After seeing the replay after the game, Jim Joyce personally apologized to the pitcher for making a mistake and his apology was accepted. The next day, even the fans appreciated Jim’s professionalism of apologizing by applauding him instead of booing him. Jim Joyce was forgiven for his mistake.

So, what does this topic has anything to do with this personal finance? How does this help you with increasing your net worth? Well, when I heard this story, it reminded me of one big financial mistake I made a few years back. You see, after working at my very first job after graduating with an engineering degree, I didn’t know what to do with all the money I was saving. In fact, I saved over $20,000 during my first year of work while making $43,000 gross that year. I’ve never seen my bank account rise so high before. So, I became a little more careless with my money and started investing in high-risk high-reward penny stocks. Penny stocks are stocks that are not regulated by anyone and the price can be manipulated by market movers very easily. One morning I saw my $5,000 portfolio skyrocket to $27,000! It was a 5-bagger indeed and I probably peed in my pants about 3-4 times that day.
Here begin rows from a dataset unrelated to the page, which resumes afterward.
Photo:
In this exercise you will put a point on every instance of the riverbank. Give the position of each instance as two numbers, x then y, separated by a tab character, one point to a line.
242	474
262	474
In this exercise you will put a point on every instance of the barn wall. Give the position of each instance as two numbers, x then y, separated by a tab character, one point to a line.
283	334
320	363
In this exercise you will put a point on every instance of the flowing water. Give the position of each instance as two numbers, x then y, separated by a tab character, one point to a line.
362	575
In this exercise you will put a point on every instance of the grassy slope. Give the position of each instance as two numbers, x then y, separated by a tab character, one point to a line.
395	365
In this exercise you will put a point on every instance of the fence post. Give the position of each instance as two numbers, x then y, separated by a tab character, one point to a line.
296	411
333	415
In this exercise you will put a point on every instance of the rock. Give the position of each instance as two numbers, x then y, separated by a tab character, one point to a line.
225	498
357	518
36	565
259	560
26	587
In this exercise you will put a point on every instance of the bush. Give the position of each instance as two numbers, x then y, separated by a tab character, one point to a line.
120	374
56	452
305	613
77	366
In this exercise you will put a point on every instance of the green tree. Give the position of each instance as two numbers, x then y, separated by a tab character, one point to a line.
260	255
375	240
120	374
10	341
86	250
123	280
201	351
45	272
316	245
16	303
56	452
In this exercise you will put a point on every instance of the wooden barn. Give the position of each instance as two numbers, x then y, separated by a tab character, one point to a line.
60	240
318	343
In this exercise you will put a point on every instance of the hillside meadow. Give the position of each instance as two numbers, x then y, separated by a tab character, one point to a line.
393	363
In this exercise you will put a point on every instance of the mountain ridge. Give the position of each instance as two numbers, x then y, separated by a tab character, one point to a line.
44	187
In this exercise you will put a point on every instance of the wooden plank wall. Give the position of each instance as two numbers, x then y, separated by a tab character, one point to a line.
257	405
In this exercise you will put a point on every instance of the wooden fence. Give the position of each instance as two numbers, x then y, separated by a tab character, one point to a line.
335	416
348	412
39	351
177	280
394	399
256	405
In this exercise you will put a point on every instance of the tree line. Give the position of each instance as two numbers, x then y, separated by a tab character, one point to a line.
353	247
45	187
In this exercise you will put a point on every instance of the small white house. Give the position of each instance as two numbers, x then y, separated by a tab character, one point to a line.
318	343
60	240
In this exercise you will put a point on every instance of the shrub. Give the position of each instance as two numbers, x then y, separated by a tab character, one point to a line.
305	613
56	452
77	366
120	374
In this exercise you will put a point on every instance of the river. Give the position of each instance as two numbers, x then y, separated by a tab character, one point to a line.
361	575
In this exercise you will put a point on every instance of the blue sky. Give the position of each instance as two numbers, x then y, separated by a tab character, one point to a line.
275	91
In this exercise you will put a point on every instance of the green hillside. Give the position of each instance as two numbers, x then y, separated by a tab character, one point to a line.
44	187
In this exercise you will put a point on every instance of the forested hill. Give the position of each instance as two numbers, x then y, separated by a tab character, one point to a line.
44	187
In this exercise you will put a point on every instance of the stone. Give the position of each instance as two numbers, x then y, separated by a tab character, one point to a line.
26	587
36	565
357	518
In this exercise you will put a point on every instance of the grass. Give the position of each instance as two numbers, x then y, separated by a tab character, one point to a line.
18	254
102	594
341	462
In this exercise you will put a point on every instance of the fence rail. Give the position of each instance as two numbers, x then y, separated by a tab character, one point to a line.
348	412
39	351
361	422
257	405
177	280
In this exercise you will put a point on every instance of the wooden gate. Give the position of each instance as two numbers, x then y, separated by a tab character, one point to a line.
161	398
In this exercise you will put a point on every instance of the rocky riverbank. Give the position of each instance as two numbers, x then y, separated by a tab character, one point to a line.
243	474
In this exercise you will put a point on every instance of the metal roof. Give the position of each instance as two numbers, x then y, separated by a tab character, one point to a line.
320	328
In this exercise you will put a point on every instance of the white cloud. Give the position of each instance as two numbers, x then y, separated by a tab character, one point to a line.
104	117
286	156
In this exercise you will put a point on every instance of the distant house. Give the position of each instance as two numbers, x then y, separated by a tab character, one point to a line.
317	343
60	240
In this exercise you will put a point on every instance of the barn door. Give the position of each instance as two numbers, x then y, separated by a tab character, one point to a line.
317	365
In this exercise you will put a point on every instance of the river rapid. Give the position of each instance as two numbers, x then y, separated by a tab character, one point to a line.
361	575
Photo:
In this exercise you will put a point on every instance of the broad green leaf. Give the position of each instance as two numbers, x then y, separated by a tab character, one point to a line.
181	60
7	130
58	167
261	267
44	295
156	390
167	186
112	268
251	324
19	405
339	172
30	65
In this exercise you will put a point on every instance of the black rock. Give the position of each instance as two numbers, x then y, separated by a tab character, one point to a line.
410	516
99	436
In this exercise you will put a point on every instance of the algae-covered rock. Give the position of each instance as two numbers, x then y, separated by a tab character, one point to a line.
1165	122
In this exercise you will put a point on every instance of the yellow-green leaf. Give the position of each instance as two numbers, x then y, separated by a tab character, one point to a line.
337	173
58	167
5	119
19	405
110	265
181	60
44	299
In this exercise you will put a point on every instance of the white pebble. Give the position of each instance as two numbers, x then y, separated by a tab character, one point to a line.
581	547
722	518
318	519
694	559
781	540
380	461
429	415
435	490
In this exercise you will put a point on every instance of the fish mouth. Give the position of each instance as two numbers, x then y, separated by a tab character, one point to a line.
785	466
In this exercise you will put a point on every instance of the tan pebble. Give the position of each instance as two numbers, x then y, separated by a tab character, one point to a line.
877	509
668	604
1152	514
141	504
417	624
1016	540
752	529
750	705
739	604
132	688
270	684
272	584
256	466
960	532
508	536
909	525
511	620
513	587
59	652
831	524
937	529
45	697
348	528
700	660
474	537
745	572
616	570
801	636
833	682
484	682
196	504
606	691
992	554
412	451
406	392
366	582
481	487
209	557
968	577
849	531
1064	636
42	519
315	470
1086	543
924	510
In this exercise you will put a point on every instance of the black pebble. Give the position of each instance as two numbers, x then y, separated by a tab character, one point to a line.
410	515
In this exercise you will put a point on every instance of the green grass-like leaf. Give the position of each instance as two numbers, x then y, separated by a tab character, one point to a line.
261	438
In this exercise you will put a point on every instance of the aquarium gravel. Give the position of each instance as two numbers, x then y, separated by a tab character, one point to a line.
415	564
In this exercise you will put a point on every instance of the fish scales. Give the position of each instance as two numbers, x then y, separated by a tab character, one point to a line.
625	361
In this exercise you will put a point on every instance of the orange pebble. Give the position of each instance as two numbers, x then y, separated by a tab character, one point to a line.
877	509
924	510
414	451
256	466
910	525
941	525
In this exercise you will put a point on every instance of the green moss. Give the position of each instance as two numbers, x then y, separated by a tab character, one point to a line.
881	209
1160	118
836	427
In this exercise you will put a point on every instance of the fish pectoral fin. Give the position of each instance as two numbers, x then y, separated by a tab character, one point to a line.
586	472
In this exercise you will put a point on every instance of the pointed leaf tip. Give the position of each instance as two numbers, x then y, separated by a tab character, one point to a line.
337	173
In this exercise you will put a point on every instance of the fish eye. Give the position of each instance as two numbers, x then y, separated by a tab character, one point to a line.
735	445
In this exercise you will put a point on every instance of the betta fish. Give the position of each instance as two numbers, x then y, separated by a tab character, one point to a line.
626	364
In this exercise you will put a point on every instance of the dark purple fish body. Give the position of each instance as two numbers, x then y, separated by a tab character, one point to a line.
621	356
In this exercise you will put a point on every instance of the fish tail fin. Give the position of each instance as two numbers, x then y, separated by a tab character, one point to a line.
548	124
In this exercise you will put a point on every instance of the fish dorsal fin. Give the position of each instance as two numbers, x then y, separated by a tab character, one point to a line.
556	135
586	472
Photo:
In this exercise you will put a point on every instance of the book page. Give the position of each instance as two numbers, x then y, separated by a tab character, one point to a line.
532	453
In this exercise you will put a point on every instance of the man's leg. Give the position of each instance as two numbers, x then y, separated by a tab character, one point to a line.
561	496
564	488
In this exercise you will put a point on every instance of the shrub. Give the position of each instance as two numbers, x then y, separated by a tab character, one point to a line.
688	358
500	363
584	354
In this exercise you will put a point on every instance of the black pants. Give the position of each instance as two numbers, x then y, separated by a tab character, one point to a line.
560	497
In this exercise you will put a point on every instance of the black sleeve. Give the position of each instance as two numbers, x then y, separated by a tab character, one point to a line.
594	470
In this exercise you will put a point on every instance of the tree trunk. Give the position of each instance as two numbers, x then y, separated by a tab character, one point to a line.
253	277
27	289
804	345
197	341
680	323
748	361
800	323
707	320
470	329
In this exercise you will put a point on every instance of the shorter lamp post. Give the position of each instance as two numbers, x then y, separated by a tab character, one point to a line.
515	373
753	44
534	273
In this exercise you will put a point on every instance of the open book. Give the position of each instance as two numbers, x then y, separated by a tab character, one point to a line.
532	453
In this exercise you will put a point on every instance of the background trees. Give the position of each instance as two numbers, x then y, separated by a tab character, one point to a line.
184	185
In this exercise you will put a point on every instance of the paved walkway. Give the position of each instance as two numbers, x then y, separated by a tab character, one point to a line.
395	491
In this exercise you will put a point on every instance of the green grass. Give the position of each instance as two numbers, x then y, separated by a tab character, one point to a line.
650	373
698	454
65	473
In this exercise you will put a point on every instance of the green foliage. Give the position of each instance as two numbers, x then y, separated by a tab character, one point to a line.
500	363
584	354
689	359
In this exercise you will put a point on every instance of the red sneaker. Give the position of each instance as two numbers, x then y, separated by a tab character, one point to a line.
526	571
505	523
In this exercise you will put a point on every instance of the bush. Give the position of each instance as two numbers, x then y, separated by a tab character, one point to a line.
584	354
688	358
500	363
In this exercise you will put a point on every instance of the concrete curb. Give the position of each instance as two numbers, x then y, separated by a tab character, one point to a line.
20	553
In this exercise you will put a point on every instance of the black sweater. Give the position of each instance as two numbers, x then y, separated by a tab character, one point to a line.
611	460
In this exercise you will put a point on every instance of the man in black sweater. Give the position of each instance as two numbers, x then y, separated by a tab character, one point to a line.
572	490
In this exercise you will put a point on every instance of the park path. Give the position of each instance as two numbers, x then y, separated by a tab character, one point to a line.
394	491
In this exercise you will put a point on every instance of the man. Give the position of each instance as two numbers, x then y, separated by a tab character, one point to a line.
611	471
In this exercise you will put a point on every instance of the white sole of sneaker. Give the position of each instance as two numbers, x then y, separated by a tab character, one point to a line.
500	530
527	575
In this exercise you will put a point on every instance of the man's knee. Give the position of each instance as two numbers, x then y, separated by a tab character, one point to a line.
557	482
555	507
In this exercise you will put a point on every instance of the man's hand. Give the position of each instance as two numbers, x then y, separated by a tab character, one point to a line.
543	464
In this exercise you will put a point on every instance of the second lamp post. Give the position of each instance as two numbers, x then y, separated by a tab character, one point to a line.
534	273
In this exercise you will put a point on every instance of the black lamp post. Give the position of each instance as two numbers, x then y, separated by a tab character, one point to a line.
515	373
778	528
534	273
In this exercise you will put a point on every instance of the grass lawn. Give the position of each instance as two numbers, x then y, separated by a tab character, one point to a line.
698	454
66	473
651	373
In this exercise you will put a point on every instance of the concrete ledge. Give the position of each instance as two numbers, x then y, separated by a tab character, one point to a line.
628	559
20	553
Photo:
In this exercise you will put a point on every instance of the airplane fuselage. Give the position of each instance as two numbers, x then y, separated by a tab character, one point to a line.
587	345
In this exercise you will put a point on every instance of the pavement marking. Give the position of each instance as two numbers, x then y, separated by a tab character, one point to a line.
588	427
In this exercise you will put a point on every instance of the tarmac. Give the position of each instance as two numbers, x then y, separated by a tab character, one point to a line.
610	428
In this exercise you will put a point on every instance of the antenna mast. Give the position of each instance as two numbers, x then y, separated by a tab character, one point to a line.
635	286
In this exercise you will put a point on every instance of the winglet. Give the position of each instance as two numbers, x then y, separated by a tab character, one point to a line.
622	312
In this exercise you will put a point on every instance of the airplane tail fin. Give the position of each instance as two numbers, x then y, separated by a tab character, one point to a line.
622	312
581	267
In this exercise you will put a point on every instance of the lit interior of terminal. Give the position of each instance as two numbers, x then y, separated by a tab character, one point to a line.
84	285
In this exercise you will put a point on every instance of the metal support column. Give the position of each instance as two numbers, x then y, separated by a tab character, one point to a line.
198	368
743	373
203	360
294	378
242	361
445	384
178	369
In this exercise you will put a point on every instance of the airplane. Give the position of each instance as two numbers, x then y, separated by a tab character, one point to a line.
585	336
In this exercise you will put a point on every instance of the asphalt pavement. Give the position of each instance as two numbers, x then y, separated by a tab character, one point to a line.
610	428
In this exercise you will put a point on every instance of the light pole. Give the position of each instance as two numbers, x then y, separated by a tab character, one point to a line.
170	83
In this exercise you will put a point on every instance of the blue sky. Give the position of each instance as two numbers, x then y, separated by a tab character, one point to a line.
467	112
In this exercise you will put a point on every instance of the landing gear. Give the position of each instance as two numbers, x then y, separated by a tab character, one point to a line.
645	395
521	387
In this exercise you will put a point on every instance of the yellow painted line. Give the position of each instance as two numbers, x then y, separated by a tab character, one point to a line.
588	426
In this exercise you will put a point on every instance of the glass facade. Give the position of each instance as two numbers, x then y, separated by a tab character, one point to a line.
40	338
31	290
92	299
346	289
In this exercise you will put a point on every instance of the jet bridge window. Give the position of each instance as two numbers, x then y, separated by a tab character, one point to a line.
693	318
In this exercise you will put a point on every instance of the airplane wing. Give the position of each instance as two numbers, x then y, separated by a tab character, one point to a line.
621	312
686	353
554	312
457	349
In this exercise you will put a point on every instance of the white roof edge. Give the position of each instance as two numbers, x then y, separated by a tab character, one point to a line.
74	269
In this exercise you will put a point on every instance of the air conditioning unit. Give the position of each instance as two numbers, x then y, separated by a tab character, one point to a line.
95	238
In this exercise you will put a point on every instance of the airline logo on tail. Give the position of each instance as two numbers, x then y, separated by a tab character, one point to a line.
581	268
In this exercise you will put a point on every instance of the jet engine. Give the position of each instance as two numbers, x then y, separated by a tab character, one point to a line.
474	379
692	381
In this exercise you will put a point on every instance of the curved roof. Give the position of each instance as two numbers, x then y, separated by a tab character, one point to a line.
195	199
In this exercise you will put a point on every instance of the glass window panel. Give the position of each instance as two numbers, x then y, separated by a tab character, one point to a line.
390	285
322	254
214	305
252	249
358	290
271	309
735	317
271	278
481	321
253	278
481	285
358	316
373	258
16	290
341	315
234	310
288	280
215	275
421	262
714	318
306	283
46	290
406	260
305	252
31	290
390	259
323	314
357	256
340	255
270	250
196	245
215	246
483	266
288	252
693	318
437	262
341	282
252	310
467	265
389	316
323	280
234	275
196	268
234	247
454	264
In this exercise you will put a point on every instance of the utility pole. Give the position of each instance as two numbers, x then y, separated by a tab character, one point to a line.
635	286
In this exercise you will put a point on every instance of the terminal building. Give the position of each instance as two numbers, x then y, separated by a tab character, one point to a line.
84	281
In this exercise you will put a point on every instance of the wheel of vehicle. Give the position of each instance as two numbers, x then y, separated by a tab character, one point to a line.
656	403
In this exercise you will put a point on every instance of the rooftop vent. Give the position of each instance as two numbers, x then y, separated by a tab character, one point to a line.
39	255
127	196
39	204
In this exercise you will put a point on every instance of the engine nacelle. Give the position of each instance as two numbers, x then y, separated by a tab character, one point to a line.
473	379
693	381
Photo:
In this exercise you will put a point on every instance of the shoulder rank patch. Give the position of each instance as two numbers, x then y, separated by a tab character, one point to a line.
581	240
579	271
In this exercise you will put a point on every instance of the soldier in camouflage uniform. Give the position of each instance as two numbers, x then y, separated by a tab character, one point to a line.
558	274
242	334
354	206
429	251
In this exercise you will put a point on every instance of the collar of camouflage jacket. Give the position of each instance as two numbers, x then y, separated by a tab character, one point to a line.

What does a young man do when he sees that kind of wealth in such a short amount of time? What would any reasonably smart person do in that situation? For me, all the signs were pointing at sell and take the profits. No one sees a 5-bagger in one day! It was truly a once in a lifetime moment. While all of the signs were pointing to sell, I could not. I went home during lunch that day to think about my options, but after staring at my portfolio for 15 minutes, I decided to hold on to it, hoping it would go up more.

That was my first mistake.

That day, the peak price occurred during lunch time when I was contemplating to sell. From that moment on, I saw the stock price go down steadily. I 5-bagger had become only a 2-bagger. I could’ve still sold that moment and make a decent profit. But instead, I decided to buy more shares. Yeah, I bought more shares and as the price continued to fall, I bought even more. I didn’t know what I was thinking and I definitely had no idea what I was doing. I was a victim of stupidity.

That year, I ended up losing over $25,000 investing in stocks, penny stocks that is. I vowed never to go back to penny stocks after that year. That was over 7 years ago and I’ve learned to forgive myself from those mistakes. As long as I don’t make the same mistake again, I think I’ll be OK. Just as Jim Joyce needs to move on from his mistake, I learned to move on from my mistake as well. I know the analogy here is a little far-fetched, but I was reminded of my mistakes.  Hopefully, you’ll be able to learn from the mistakes I’ve made.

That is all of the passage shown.